Dazu hat Jacobs ein junges Sängerensemble zusammengestellt, das rundum überzeugt: Robin Johannsen gibt die Konstanze mit schlanker Stimmgebung und reicher Ausdrucksvielfalt ihrer leuchtenden Stimme, Sebastian Kohlhepp meistert die schwierigen Koloraturen und die lyrische Sehnsucht in seiner Partie mit gut fokussiertem Tenor, Wärme und Strahlkraft. Musikalisch ebenbürtig und funkelnd ist das Blondchen der Nikola Hillebrand, die noch dazu mit einer blendenden Schauspielkunst gesegnet ist. Julian Prégardien verkörpert den pfiffigen Pedrillo mit Spiellust und geschmeidig beweglicher Stimme, David Steffens ist ein sehr wendiger junger Osmin, der sich auch in den tiefsten Regionen seiner Partie wohlfühlt.
András Schiff setzt Maßstäbe
Wurde diese „Entführung“vom Publikum recht zwiespältig aufgenommen, so war die Begeisterung für András Schiff, seine Capella Andrea Barca und die iranische, in Deutschland geborene Pianistin Schaghajegh Nosrati einhellig. Ganz der Tonart cMoll in Werken von Johann Sebastian Bach und natürlich Mozart gewidmet, getragen von aufsteigenden Dreiklangmotiven und ihren Varianten, setzt dieses Programm Maßstäbe in Sachen musikalisch-thematischer Einheit und Vielfalt.
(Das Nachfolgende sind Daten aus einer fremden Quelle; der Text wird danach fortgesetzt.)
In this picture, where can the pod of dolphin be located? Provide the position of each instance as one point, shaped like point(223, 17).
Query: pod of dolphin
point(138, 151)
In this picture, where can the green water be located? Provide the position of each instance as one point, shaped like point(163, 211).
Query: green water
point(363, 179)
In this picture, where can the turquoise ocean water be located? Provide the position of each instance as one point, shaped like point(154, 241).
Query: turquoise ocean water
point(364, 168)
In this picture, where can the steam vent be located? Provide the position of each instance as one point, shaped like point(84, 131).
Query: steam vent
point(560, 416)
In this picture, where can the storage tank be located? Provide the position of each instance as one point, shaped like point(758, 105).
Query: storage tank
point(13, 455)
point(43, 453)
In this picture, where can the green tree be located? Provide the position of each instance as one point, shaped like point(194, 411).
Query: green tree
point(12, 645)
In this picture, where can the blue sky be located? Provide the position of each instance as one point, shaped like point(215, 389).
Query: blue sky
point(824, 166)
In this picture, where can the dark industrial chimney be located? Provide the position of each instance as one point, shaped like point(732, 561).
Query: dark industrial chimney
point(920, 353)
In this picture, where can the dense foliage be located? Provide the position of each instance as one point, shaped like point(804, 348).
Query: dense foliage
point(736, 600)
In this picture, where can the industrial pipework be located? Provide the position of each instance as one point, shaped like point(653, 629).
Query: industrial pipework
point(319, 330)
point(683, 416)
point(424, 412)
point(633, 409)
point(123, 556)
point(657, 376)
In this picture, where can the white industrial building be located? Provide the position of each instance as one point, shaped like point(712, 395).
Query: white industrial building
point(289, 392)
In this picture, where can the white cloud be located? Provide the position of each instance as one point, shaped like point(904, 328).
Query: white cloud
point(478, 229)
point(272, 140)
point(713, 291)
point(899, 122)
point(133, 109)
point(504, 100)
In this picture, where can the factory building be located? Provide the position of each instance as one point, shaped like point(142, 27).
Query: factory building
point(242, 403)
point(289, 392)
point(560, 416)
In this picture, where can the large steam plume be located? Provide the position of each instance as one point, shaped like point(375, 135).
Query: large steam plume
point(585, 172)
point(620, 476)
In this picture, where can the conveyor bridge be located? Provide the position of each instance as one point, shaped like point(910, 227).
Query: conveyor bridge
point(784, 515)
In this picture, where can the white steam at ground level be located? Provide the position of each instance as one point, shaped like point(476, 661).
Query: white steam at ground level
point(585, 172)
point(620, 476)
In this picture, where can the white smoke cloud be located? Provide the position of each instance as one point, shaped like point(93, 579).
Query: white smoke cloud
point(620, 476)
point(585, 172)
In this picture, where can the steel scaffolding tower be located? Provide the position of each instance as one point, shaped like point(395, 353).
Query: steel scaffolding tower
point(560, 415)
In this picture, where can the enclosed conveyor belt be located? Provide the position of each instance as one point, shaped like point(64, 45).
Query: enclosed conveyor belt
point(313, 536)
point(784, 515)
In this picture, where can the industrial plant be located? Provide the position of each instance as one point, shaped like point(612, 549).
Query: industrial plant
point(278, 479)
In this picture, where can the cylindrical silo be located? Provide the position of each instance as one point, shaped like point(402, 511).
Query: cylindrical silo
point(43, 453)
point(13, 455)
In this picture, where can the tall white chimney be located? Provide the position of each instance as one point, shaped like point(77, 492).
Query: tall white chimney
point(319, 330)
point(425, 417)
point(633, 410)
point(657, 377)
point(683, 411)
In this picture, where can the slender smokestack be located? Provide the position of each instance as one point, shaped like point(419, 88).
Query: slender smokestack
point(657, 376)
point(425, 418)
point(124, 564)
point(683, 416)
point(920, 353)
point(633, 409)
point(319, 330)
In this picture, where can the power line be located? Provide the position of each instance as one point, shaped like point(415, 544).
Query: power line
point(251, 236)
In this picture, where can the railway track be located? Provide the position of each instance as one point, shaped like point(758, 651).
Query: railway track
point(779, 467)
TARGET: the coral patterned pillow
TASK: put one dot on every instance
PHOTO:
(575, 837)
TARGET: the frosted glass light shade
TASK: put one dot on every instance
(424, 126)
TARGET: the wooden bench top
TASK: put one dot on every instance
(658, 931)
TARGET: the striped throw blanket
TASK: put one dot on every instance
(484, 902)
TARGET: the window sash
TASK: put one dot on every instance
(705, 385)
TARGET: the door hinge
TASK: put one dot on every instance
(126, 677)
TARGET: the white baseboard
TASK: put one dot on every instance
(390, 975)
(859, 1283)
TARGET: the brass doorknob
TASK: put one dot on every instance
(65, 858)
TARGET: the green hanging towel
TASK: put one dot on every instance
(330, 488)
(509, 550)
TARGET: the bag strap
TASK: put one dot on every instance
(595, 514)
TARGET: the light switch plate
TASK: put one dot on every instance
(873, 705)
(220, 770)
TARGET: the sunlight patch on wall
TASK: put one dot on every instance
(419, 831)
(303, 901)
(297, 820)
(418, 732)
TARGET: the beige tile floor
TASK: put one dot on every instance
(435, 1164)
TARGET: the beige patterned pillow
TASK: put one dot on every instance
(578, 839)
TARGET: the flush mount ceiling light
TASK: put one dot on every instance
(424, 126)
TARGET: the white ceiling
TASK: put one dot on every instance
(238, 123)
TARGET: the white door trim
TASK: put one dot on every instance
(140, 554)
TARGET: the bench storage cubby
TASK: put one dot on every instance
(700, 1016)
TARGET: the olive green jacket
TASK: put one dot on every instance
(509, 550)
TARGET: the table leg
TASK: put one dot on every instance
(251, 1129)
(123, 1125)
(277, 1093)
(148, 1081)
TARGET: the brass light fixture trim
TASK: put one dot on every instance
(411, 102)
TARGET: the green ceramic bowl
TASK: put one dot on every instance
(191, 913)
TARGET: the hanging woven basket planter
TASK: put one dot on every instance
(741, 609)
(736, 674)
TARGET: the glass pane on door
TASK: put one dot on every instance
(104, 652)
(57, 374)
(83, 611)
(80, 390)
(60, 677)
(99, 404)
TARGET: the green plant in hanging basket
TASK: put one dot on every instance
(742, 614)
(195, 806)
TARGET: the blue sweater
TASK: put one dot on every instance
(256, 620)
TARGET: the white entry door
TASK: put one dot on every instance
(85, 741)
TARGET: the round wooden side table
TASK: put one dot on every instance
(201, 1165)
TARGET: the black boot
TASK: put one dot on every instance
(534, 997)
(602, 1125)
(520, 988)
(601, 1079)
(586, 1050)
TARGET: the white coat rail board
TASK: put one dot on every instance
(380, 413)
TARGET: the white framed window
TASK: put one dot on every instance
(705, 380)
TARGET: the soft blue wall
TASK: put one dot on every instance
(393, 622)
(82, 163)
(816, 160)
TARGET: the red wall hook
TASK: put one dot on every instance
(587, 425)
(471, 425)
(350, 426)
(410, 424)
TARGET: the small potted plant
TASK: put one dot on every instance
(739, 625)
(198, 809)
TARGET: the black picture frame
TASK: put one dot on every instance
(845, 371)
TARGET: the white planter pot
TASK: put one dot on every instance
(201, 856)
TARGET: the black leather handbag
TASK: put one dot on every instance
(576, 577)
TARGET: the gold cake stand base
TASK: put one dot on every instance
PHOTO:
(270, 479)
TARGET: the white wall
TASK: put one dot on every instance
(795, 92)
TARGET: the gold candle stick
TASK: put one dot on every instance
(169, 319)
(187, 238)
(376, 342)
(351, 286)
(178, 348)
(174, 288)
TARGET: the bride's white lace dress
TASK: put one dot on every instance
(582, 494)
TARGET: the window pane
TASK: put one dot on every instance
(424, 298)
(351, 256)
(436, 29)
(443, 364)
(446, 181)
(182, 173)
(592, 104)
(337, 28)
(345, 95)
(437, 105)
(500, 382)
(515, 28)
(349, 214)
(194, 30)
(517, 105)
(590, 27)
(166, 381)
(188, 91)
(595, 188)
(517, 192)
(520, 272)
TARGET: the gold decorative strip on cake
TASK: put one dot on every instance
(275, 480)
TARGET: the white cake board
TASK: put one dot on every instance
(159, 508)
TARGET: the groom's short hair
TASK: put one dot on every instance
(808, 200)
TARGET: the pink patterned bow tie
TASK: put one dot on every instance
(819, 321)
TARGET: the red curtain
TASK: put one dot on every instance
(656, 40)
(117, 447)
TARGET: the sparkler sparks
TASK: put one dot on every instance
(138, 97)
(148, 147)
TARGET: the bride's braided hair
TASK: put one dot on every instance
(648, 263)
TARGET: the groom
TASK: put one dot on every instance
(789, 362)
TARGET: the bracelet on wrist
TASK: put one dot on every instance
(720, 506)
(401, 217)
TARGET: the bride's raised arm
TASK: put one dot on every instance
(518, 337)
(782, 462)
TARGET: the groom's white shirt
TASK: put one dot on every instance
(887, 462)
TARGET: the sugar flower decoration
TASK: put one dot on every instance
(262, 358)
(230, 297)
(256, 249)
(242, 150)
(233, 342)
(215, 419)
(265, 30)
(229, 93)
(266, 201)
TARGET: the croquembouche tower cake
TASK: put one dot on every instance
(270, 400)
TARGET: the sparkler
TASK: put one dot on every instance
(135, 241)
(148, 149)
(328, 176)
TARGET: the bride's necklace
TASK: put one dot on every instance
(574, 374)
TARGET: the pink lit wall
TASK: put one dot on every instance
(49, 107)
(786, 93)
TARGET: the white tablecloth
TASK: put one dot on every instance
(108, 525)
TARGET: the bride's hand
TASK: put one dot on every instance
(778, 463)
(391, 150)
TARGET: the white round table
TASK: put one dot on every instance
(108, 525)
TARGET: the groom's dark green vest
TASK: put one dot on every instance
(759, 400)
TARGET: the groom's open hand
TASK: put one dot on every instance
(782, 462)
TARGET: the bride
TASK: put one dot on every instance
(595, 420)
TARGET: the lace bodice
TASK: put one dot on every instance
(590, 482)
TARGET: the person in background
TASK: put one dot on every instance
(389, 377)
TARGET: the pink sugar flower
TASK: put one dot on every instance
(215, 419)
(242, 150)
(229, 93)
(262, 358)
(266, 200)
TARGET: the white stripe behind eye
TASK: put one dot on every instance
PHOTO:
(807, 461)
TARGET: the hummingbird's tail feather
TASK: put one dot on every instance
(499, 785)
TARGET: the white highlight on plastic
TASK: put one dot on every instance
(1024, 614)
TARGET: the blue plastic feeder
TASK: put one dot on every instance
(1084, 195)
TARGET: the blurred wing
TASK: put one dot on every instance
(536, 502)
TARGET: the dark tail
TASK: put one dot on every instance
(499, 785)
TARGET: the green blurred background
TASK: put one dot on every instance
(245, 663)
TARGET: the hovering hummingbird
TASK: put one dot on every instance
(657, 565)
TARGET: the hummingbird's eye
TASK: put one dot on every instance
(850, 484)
Der runde, pulsierende Klavierklang, die feinen Dialoge der Solisten, dazu die handverlesenen Musikerinnen und Musiker, die das Orchester zu einem großen Kammermusikensemble formen, machten diese Matinee im schönen Saal des Mozarteums zu einem Gesamtkunstwerk. Doppelkonzerte für zwei Klaviere und Streicher von Bach, dazu die herrliche Bläserserenade KV 388, zwei Sätze aus dem „Musikalischen Opfer“von Bach und zuletzt das ebenso dunkel dramatische wie virtuose Klavierkonzert KV 491 zeigten vielfach Querverbindungen auf. Dieses Programm ist am 3. Februar auch im Festspielhaus Baden-Baden zu hören.